Jenny argues for joyful silliness and breaking rules precisely because we are old enough to realize that we could always have gotten away with it – but were too cautious (or forgot).
Karen Martha laughed when I mentioned this, recalling that, when she recently complained about loud music in a coffee shop, her granddaughter (who happens to be our blog’s technical assistant) looked at her and said, “you usually don’t act like a grandma, but just now you did.” Ooph – a 2X4 to the side of the head to remind us that it’s ok to ask for a quiet table in a restaurant when we are out with our 70+ year old friends, but not ok when we make it into a rule.
Which also reminds me that my 16-year-old granddaughter was invited to see Chicago by a friend’s grandmother. The kids assumed that they were going to see a local production of the musical. When they got there, it turned out to be the band by the same name—at least some of whom are septuagenarians. They had a blast listening to the songs that rocked our world when we were in our 20s! Now that’s an astute grandma.
We are still part of the circus of life. So, every circus has lots of rules – they are there to govern the safety of the performers. However, the performance needs to ensure that the audience is only aware of the magic and not what keeps the circus functioning behind the scenes. The behind-the-scenes rules for those of us who wish to age well while “not acting like a grandma” is to pay attention only to new rules that keep us safe (if your knee suggests that a cane will keep you from falling, use it!), while ignoring the rules governing old people’s behavior that are designed to keep us invisible. Even more, can we celebrate everyday events that suggest that we, like Mr. Brown, are growing down rather than growing up in the way that modern memes of aging expect?

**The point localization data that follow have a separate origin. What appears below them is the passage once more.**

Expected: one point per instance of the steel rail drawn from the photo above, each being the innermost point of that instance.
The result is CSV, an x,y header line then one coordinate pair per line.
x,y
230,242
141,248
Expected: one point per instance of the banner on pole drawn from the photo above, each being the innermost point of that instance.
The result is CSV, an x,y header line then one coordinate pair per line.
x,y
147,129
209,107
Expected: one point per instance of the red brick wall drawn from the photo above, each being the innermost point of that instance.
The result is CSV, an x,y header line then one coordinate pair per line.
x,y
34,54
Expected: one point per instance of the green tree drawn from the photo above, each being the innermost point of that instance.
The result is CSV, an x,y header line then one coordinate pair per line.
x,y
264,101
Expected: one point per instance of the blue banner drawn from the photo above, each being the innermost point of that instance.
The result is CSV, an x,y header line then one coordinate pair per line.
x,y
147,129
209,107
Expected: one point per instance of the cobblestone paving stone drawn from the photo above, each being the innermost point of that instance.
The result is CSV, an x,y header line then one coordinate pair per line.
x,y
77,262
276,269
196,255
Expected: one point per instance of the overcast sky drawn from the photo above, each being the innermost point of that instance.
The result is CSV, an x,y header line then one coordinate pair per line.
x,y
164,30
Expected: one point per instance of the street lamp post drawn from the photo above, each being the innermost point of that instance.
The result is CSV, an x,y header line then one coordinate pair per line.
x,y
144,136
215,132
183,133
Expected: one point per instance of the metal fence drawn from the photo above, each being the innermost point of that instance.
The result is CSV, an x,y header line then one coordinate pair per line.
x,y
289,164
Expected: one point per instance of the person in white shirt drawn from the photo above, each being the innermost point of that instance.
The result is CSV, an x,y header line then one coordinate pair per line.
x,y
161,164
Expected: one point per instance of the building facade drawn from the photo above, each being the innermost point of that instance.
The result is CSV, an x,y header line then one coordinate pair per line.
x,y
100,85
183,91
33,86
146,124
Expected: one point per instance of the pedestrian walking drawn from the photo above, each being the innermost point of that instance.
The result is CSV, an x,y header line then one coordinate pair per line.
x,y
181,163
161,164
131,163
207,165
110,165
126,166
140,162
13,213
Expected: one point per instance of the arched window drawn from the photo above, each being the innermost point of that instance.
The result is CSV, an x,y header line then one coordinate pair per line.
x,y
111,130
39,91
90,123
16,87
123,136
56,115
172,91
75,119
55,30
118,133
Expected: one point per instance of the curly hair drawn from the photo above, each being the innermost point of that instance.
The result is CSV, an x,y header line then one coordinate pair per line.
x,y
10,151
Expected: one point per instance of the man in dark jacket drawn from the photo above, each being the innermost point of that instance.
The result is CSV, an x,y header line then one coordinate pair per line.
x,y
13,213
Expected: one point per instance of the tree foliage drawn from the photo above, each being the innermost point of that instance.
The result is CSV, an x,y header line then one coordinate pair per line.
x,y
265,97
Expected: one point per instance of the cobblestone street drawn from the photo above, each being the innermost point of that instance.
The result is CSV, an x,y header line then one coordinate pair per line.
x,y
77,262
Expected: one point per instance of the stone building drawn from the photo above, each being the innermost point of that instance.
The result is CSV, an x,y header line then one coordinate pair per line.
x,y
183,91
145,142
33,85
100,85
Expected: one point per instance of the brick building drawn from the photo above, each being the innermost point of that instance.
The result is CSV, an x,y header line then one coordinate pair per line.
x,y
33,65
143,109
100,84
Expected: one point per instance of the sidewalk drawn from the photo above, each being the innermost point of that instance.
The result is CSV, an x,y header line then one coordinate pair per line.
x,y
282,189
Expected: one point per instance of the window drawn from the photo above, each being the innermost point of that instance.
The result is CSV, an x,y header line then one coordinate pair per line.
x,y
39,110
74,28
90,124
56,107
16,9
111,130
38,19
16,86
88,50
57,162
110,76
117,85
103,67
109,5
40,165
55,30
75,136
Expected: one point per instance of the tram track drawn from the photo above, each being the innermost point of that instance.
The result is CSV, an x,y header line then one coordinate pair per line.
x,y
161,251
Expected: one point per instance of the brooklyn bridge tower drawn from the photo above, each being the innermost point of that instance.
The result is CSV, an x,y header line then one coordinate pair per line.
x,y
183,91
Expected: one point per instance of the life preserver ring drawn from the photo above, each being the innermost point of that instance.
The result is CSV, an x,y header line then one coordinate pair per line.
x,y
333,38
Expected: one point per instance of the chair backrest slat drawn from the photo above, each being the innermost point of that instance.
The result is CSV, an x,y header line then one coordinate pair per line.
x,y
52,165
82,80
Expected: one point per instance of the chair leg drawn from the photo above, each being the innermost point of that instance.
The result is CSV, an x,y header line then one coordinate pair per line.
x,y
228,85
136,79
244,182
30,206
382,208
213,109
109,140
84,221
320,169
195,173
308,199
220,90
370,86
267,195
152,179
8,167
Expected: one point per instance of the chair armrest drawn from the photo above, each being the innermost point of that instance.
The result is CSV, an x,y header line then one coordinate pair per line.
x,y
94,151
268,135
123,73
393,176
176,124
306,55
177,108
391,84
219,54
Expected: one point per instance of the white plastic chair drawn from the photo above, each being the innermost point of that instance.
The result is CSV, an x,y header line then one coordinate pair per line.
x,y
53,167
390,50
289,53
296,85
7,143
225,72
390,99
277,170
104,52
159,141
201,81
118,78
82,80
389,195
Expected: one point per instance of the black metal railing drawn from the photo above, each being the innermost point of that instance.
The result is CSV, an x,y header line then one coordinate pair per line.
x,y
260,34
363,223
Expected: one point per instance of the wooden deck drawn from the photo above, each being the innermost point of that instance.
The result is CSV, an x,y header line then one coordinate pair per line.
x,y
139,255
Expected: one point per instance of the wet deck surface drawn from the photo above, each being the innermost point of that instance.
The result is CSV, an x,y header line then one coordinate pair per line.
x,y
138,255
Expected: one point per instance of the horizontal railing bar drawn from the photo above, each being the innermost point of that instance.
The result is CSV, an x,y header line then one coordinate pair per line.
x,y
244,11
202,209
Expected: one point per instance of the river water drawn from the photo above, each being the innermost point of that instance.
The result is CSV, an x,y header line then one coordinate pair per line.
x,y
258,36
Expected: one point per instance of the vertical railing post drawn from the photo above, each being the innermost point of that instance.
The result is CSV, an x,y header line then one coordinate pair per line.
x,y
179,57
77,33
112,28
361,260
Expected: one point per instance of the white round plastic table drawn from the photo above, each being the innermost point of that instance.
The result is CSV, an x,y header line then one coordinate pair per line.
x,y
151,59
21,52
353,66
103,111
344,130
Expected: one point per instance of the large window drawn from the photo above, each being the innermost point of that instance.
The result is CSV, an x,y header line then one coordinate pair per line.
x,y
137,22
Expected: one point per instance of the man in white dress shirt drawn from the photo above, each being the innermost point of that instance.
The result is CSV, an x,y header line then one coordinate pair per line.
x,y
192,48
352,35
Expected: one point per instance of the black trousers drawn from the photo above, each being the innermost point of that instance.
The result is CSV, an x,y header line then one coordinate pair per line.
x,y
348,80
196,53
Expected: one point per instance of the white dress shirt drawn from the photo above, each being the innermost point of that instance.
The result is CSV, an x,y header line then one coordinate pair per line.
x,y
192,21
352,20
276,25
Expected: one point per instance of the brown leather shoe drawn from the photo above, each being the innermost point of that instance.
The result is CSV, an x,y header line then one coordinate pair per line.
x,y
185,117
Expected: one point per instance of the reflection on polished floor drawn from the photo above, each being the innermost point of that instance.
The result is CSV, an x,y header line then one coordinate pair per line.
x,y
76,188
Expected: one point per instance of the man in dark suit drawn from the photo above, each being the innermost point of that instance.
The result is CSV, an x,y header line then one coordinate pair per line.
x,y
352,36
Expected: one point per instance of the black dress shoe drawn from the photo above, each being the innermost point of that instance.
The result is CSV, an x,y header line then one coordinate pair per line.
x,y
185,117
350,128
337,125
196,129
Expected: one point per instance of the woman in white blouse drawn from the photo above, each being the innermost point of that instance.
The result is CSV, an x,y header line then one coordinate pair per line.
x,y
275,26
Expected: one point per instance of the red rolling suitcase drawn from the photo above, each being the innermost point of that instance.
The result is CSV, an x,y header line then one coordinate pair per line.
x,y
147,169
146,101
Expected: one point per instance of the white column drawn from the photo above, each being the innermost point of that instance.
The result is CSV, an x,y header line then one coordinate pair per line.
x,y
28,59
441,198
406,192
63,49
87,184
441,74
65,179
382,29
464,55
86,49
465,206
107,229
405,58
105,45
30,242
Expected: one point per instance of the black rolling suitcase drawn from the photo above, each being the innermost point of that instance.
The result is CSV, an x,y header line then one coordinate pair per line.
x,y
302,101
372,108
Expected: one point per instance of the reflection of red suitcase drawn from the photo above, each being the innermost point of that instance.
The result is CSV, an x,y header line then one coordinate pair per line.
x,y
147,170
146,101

I remind myself that the circus—especially Cirque du Soleil and its more modest spinoffs – is magical because it pushes us to think about our humanity beyond our usual imagination. For me, that will translate into more humble efforts: Getting down on the floor to play with a 4-year-old (my knees remind me that it was a lot easier with the oldest grandchild, but I can still do it). Or remembering to have another spitting context. Or sometimes just doing whatever equivalent of running in the rain strikes me. I am reminded of the last lines of Brittany Spears’ song – prescient as the voice of someone who was forced to play by other people’s rules for much of her life:
Don’t stand there watching me, follow me, show me what you can do
Everybody let go, we can make a dance floor just like a circus
I guess that I am the ringmaster here….
Makes me want to go out and break some rules!
For many years I felt that getting older was the thing to do. But recently I found that at my age (72) learning how to be old with grace and joy is a new, different and fun challenge.
Well said, and an entire new dimension to the idea of breaking some rules.
My mum [1917-2012] regarded dying as a vexing interruption of her next project. When she was about 90 she muttered to me “Being old isn’t for the young. It’s bl**dy hard work.” I find myself getting annoyingly creaky when walking (cycling’s OK). Checking on exercises for people of a certain age I was irritated by cautions against ‘overdoing it. I want someone to yell at me as I stagger and stumble and stoop – as here: https://youtu.be/l6bFxh2cnzU
it pleases me that I can still (albeit more slowly and with hiking poles) take a decent hike in Colorado and NM–makes up for my increasing sense of insecurity on a bike!